I have a small issue I hope someone can help with.
On my Unraid device, I have Graylog setup as a Syslog server receiving data from numerous devices.
Graylog then passes this to Elasticsearch which is also where the data is stored.
The issue is I don’t want the Elasticsearch docker filling up with logs.
My QNAP can also function as a Syslog server so I would like to be able to have Graylog read the received log files on the QNAP which are stored in folders.
Is it possible to achieve this or any other solutions?
So what I understand is that you have Docker containers Graylog, Elasticsearch, & MongoDb, is this correct? Or is it just Elasticsearch?
As you stated below
Then I would look into the Elasticsearch file to reloate you indices as shown below
[root@graylog graylog-server]# cat /etc/elasticsearch/elasticsearch.yml | egrep -v "^\s*(#|$)"
cluster.name: graylog
path.data: /var/lib/elasticsearch <---THIS IS WHERE THE DATA IS LOCATED i.e "INDICES".
path.logs: /var/log/elasticsearch
network.host: 10.200.6.70
http.port: 9200
action.auto_create_index: false
discovery.type: single-node
Graylog does not hold logs/messages its more like a Web UI in a way, MongoDb holds all metadata.
Example:
How to change the data path:
Double check to ensure you have a recent snapshot of all indices on the node
Temporarily stop shard relocation using:
curl -XPUT localhost:9200/_cluster/settings -d ‘{
“transient” : {
“cluster.routing.allocation.enable” : “none”
}
}’
Stop the Elasticsearch node.
Move the entire data directory to its new location.
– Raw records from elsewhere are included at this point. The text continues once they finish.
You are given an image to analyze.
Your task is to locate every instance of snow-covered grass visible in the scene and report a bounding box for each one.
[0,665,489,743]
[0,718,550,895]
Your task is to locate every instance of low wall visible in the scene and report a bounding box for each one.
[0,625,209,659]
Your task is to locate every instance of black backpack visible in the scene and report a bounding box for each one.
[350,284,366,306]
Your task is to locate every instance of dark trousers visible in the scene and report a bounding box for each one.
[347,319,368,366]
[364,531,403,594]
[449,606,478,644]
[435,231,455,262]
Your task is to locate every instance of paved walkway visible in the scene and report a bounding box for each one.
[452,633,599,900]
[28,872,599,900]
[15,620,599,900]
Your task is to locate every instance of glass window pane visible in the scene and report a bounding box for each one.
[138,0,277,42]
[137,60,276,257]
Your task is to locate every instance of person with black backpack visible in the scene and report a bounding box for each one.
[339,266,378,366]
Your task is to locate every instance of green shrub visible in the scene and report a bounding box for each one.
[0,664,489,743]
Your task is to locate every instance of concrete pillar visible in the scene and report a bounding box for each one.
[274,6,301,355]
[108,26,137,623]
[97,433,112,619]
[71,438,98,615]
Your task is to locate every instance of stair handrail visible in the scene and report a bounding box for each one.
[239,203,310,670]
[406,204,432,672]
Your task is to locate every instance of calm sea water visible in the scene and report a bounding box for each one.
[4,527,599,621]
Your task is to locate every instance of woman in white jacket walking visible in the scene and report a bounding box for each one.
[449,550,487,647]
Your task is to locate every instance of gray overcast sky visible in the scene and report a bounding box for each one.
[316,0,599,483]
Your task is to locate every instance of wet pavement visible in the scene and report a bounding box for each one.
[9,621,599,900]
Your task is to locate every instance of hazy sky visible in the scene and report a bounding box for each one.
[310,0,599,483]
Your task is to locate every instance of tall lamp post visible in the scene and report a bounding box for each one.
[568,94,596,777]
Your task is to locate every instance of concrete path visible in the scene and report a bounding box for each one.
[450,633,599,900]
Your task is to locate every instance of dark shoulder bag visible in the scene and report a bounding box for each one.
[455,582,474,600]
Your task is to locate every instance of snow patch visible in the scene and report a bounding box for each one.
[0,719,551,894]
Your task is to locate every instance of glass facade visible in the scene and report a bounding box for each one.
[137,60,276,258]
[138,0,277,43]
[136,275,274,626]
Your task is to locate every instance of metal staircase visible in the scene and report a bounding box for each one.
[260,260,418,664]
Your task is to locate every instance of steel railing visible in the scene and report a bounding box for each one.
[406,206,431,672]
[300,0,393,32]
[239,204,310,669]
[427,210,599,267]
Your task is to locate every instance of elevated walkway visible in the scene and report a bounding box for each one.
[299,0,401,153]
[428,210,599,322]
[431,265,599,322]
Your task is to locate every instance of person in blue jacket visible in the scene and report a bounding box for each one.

Modify the path in elasticsearch.yml
Start the Elasticsearch node.
Please be extra careful when taking the above steps and make sure they fit your system, as misusing them can lead to loss of production data.
It is recommended to use RPM or Debian packages to avoid this, and other installation issues.
RPM and Debian packages by default store data separately from program files.